Lady Dysart began to laugh, with the large and yet refined bonhommie that was with her the substitute for tact.
“Why shouldn’t you come early, my dear child?” she said, looking approvingly at Francie’s embarrassed countenance. “I’ll tell Pamela you are here. Evelyn, don’t you know Miss Fitzpatrick?”
Miss Hope-Drummond, thus adjured, raised herself languidly from her chair, and shook hands with the new-comer, as Lady Dysart strode from the room with her customary business-like rapidity. Silence reigned for nearly a minute after the door closed; but at length Miss Hope-Drummond braced herself to the exertion of being agreeable.
“Very hot day, isn’t it?” looking at Francie’s flushed cheeks.
“It is indeed, roasting! I was nearly melting with the heat on the jaunting-car coming over,” replied Francie, with a desire to be as responsive as possible, “but it’s lovely and cool in here.”
She looked at Miss Hope-Drummond’s spotless white gown, and wished she had not put on her Sunday terra-cotta.
“Oh, is it?”
Silence; during which Francie heard the wheels of her car grinding away down the avenue, and wished that she were on it.
“Have you been out on the lake much lately, Miss Hope-Drummond?”

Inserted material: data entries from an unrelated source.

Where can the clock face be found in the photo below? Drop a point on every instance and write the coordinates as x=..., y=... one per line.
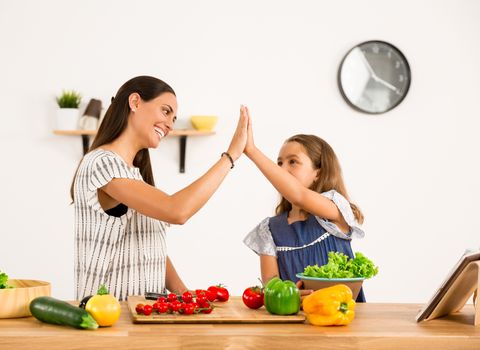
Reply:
x=374, y=77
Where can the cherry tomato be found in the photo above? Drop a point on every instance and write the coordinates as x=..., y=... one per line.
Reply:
x=207, y=310
x=211, y=296
x=162, y=308
x=172, y=297
x=189, y=309
x=187, y=297
x=201, y=299
x=253, y=297
x=147, y=310
x=199, y=292
x=221, y=291
x=139, y=308
x=176, y=305
x=155, y=306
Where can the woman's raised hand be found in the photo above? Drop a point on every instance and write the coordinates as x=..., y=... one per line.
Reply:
x=250, y=145
x=239, y=139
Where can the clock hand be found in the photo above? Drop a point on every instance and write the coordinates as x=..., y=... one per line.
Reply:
x=383, y=82
x=368, y=66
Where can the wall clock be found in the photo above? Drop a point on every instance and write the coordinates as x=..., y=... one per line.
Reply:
x=374, y=77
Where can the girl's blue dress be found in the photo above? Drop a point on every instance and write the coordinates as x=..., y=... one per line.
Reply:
x=304, y=243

Francie’s wish was merely the laudable one of trying to keep the heavy ball of conversation rolling, but the question awoke a slumbering worm of discontent in her companion’s well-ordered breast. Christopher was even now loosing from his moorings at the end of the park, without having so much as mentioned that he was going out; and Captain Cursiter, her own compatriot, attached—almost linked—to her by the bonds of mutual acquaintances, and her thorough knowledge of the Lincolnshire Cursiters, had not risen to the fly that she had only yesterday thrown over him on the subject of the steam-launch.